I've also seemingly run into this, with multiple pods stuck in terminating, including one pod which is no longer visible anywhere in my infrastructure but still running as a ghost (it serves requests and I can see requests being served even with a deployment scale of zero).

I have zero visibility nor control over this pod and ask how I am supposed to troubleshoot a situation like this without shutting down all nodes forcefully?

[donbowman]

I've also seemingly run into this, with multiple pods stuck in terminating, including one pod which is no longer visible anywhere in my infrastructure but still running as a ghost (it serves requests and I can see requests being served even with a deployment scale of zero).

I have zero visibility nor control over this pod and ask how I am supposed to troubleshoot a situation like this without shutting down all nodes forcefully?

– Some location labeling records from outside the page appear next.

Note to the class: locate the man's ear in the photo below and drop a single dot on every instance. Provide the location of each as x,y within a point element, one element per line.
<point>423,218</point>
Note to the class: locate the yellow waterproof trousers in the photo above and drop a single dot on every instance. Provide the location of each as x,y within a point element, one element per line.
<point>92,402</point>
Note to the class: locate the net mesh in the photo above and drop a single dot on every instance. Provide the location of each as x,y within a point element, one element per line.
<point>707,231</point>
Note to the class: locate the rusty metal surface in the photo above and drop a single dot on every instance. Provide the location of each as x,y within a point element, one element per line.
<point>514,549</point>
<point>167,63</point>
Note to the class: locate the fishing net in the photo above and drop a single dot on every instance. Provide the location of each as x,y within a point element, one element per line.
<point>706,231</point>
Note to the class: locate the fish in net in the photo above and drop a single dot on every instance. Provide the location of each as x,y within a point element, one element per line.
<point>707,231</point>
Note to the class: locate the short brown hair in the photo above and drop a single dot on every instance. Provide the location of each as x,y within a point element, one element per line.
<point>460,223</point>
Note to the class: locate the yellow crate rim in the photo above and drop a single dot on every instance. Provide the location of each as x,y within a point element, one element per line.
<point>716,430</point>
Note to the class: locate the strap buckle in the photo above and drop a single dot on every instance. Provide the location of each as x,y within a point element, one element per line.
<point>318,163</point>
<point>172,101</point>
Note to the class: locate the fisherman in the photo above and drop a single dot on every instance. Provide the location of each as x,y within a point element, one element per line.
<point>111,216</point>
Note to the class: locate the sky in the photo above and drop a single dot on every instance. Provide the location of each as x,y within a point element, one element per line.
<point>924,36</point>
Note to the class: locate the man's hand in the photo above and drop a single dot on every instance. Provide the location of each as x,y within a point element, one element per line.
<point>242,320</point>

you'll have to access docker on the node.
You can use my dink (https://github.com/Agilicus/dink) which will bring up a pod w/ a shell w/ docker access, or ssh to the pod.
docker ps -a
docker stop ####

good luck.

[peppy]

Thanks for the direction.

I was eventually able to solve this, but still a bit puzzled how it could happen (for me the pod was completely invisible). As it was in production things were a bit hectic and I wasn't able to perform diagnostics, but if it happens again hopefully I can make a better bug report.

[sciffer]

Seeing a similar symptom, pods stuck in terminating(interestingly they all have exec type probe for readiness/liveliness). Looking at the logs I can see: kubelet[1445]: I1022 10:26:32.203865 1445 prober.go:124] Readiness probe for "test-service-74c4664d8d-58c96_default(822c3c3d-082a-4dc9-943c-19f04544713e):test-service" failed (failure): OCI runtime exec failed: exec failed: cannot exec a container that has stopped: unknown. This message repeats itself forever and changing the exec probe to tcpSocket seems to allow the pod to terminate(based on a test, will follow up on it). The pod seems to have one of the containers "Running" but not "Ready", the logs for the "Running" container does show as if the service stopped.

[discanto]

This happens on containerd 1.4.0 when node load is high and vm.max_map_count is set to a higher value than the default, the containerd-shim doesnt drain the stdout fifo and blocks waiting for it to be drained, while dockerd fails to ge the event/acknowledge from containerd that the processes are gone.

[jingxu97]

@discanto thanks for sharing this information. Is the problem being fixed or tracked?

@Random-Liu

[jingxu97]

The bug has opened more than 3 years. Pods stuck on terminating could be caused by a variety of reasons. When reporting your case, it would be very helpful to post some of the kubelet logs to see whether the pods stuck.

[jicki]

@jingxu97

not a mountpoint

UnmountVolume.TearDown failed for volume

because: directory not empty

Dec 23 02:32:43 dn005 kubelet[27247]: W1223 02:32:43.224034   27247 mount_helper_common.go:65] Warning: "/var/lib/kubelet/pods/537d3332-69bf-4e83-b1b9-21aa84dae641/volumes/kubernetes.io~glusterfs/pvc-c4bf8313-e983-458d-a5ed-59e455fd9c69" is not a mountpoint, deleting
Dec 23 02:32:43 dn005 kubelet[27247]: E1223 02:32:43.224288   27247 nestedpendingoperations.go:301] Operation for "{volumeName:kubernetes.io/glusterfs/537d3332-69bf-4e83-b1b9-21aa84dae641-pvc-c4bf8313-e983-458d-a5ed-59e455fd9c69 podName:537d3332-69bf-4e83-b1b9-21aa84dae641 nodeName:}" failed. No retries permitted until 2020-12-23 02:34:45.224234987 +0000 UTC m=+6716758.844223277 (durationBeforeRetry 2m2s). Error: "UnmountVolume.TearDown failed for volume \"user-data\" (UniqueName: \"kubernetes.io/glusterfs/537d3332-69bf-4e83-b1b9-21aa84dae641-pvc-c4bf8313-e983-458d-a5ed-59e455fd9c69\") pod \"537d3332-69bf-4e83-b1b9-21aa84dae641\" (UID: \"537d3332-69bf-4e83-b1b9-21aa84dae641\") : remove /var/lib/kubelet/pods/537d3332-69bf-4e83-b1b9-21aa84dae641/volumes/kubernetes.io~glusterfs/pvc-c4bf8313-e983-458d-a5ed-59e455fd9c69: directory not empty"

[JoseFMP]

In the meantime I upgraded to 1.18.10 and I did not see these issues again. Seems.

[ehashman]

Echoing @jingxu97, there are a lot of different issues being discussed in this thread. There are many possible reasons why a Pod could get stuck in terminating. We know this is a common issue with many possible root causes! :)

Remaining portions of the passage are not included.